A big problem facing today’s parents is how to get their children to eat right and stay in shape. With so many high-fat and high-sugar products available from supermarkets and fast food outlets, your children may not realize that there’s such a thing as good nutrition. And too much TV and Internet surfing may cause them to forget the importance of exercise. But good eating habits and exercise are especially important to growing bodies. Here are some ways to start your kids off with some good health habits.
- Make family exercise outings a regular activity. Take a family bike trip. Play a family game of touch football. Take everyone swimming or just run a race in the yard or a park.
- Encourage hobbies. Most kids complain about being bored. Keep your kids engaged. Playing a musical instrument, taking karate lessons, playing on a sports team, or even just taking them to the library can be a good thing.
- Let them walk. Strollers are important, but too often parents put their kids in strollers at an age when they’re able to walk. Although strollers are fine in shopping malls or on busy sidewalks, it’s not prudent to overly rely on them. Too much time in the stroller could teach kids that it is better to ride than to walk.
- Promote sports. Many of the activities kids want to do are sedentary. You may need to encourage periods of physical activity. Surfing the Internet and playing computer games won’t help your kids keep physically fit. Encourage them to play tag, Frisbee, or baseball—anything that keeps them moving.
- Don’t put kids on a diet. Instead, serve healthy meals and snacks. Pack their lunches so that they aren’t dining on chips and candy bars at the school cafeteria.

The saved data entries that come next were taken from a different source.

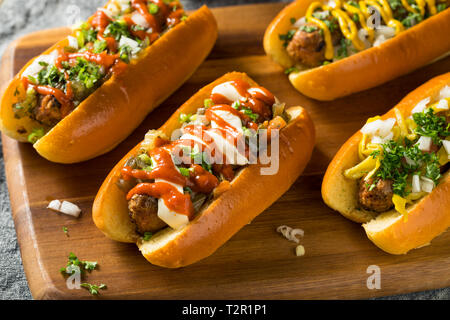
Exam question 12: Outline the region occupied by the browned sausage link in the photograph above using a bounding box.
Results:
[33,95,62,127]
[286,23,327,67]
[128,194,167,234]
[286,17,342,67]
[358,177,394,213]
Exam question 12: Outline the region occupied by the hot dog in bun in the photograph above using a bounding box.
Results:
[263,0,450,100]
[0,0,217,163]
[322,73,450,254]
[93,72,315,267]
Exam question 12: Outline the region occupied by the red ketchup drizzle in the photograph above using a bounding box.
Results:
[91,10,117,52]
[126,181,194,219]
[210,80,274,122]
[131,0,159,33]
[35,85,73,117]
[206,104,258,131]
[121,145,219,217]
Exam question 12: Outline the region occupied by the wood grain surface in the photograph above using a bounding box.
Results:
[1,3,450,299]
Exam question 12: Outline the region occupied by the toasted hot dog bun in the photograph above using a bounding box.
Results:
[322,73,450,254]
[263,1,450,101]
[93,72,315,267]
[0,5,217,163]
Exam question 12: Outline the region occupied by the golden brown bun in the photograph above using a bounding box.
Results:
[322,72,450,254]
[0,5,218,163]
[263,1,450,101]
[93,72,316,267]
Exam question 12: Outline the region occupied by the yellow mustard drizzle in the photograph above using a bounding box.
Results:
[304,0,438,61]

- Be a good example. A recent study showed that kids are eating too much fat, sugar, and salt and they aren’t consuming enough fruits and vegetables. Set a good example for your kids by serving a variety of fruits and vegetables at every meal.
You can also encourage your kids to eat healthy snacks. To ensure your kids are satisfying those hunger pangs in a healthful way, follow the three T’s.
- Timing: Limit snack time to about 15 minutes. Plan ahead and have plenty of fruit, nuts, and whole-grain crackers within easy reach.
- Total: An ideal snack will have a single serving from one or two food groups. Check labels for serving size, and avoid supersizing.
- Type: Replace processed, low-nutrient foods with more natural ones. Some suggestions:
- Jazz up the usual fruit offering with berries, oranges, grapes, and mangoes. Freeze peeled bananas on a stick, or add fruit to plain yogurt.
- Put peanut butter on apple or banana slices.
- Cut up fresh veggies and serve with low-fat salad dressing.
- Make mini-pizzas with whole-wheat English muffins, tomato sauce, and shredded cheese.
- Trade chips for whole-wheat breadsticks, pita bread, or unbuttered popcorn.
Perhaps the best side-effects of following these healthful guidelines is that group exercise time means family togetherness. With persistence, these habits will become hard to break.